Across southern Africa the traditional lifestyle of hunter-gatherers, known as San people, is on the edge of extinction. A few communities, however, continue their attempts to be self-sufficient, supplementing whatever the land yields with a little cattle farming.
Most of these images come from a single community in the village of Makuri, Namibia, where some connection to traditional practices has been retained. One, however, was taken at a resort in South Africa’s Cederburg mountains, where a community of San had been imported from the borders of the Kalahari Gemsbok Park, to set up a “Bushman village” especially for tourists. Another was taken at a diorama display in Cape Town, which has since been controversially removed.
Southern Africa’s San are one of the fourteen known extant “ancestral population clusters” from which all modern humans descend.
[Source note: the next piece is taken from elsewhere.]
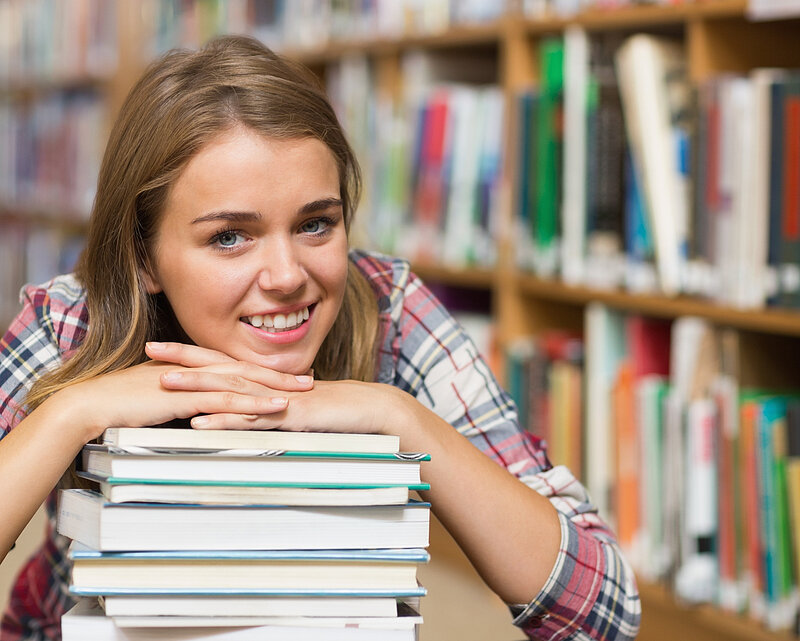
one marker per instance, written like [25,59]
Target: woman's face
[251,250]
For the majority of these communities today, problems of discrimination and alcoholism are rife as they try to find ways to exist within the modern societies that have engulfed them.
Old Kaece carries a springhare back to his village of Makuri. He is one of the few San people to retain traditional hunting skills.
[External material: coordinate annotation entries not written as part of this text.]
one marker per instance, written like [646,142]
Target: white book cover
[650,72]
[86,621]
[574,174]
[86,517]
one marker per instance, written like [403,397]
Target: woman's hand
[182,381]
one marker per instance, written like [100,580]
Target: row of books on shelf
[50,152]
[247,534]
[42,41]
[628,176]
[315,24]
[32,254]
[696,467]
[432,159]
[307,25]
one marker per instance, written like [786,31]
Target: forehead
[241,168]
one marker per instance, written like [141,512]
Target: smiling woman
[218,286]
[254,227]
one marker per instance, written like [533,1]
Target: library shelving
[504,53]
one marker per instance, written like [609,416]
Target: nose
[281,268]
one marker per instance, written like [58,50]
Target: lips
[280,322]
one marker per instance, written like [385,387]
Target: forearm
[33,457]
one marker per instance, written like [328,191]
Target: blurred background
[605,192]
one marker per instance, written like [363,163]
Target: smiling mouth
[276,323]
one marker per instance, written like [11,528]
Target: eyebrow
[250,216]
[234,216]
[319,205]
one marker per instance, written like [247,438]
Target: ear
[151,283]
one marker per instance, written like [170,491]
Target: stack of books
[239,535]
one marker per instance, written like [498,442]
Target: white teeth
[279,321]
A young boy milks a cow in his village. Organizations are working with local San settlements to help them develop animal husbandry and other self-supporting methods.
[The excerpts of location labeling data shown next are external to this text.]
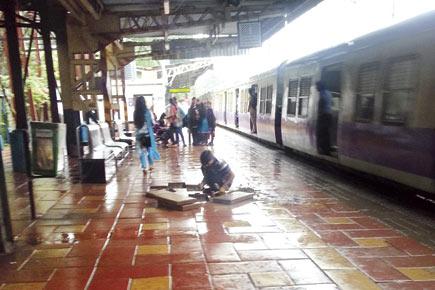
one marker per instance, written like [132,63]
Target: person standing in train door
[252,108]
[324,119]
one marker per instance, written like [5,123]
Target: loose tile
[156,226]
[155,283]
[152,250]
[24,286]
[270,279]
[328,258]
[71,229]
[351,279]
[51,253]
[235,281]
[338,220]
[419,274]
[371,243]
[304,271]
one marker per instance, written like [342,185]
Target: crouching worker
[217,174]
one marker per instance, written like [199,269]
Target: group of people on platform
[200,121]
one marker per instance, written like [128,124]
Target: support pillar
[15,63]
[71,117]
[106,95]
[125,98]
[18,89]
[51,79]
[6,236]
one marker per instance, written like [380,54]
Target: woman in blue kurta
[145,141]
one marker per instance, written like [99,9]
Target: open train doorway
[236,114]
[225,107]
[331,79]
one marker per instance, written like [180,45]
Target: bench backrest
[95,136]
[121,128]
[106,133]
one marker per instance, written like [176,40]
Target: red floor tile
[420,261]
[220,252]
[112,284]
[410,246]
[70,284]
[337,239]
[243,267]
[104,273]
[378,269]
[235,281]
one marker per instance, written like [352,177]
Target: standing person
[171,117]
[193,121]
[217,174]
[179,123]
[146,143]
[252,108]
[203,129]
[211,119]
[324,119]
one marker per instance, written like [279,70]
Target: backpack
[185,120]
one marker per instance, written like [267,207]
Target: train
[383,103]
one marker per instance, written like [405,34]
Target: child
[211,119]
[217,175]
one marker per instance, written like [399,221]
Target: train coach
[383,89]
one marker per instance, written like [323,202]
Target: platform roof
[179,29]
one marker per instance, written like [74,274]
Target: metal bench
[122,137]
[108,141]
[95,164]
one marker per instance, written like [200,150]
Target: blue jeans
[145,160]
[179,131]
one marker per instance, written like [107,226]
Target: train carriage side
[266,98]
[243,113]
[299,106]
[387,125]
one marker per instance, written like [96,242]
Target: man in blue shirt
[324,119]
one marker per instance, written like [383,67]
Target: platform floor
[305,229]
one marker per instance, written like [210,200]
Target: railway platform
[305,229]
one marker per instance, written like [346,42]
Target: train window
[269,100]
[292,97]
[263,100]
[399,89]
[365,98]
[304,94]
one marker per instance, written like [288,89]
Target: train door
[331,78]
[236,113]
[225,107]
[278,104]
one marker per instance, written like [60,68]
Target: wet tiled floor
[305,229]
An old woman uses her teeth to strip bark from a reed, which she will use to tie up saplings for the construction of a hut.
San women return home carrying saplings, which will be used to build a hut. They are hurrying to avoid the oncoming rain.
A child rejoices in the arrival of the long-awaited summer rains. They were the heaviest in the region for 20 years.
San people perform a traditional circle dance around a fire in their village of Kagga Kamma. This village had been set up at a resort for tourists to experience “Bushman” culture in the Cederburg mountains.
A visitor studies a “Bushmen” diorama at Cape Town’s South African museum. This diorama had been on display since 1960 and was by far the museum’s most popular exhibit, yet it was controversially closed in 2001. Critics of the diorama suggested that the San were being portrayed as a form of wildlife in an expression of apartheid ideology, while defenders felt that it gave recognition to the San’s way of life, as the “first people” of South Africa.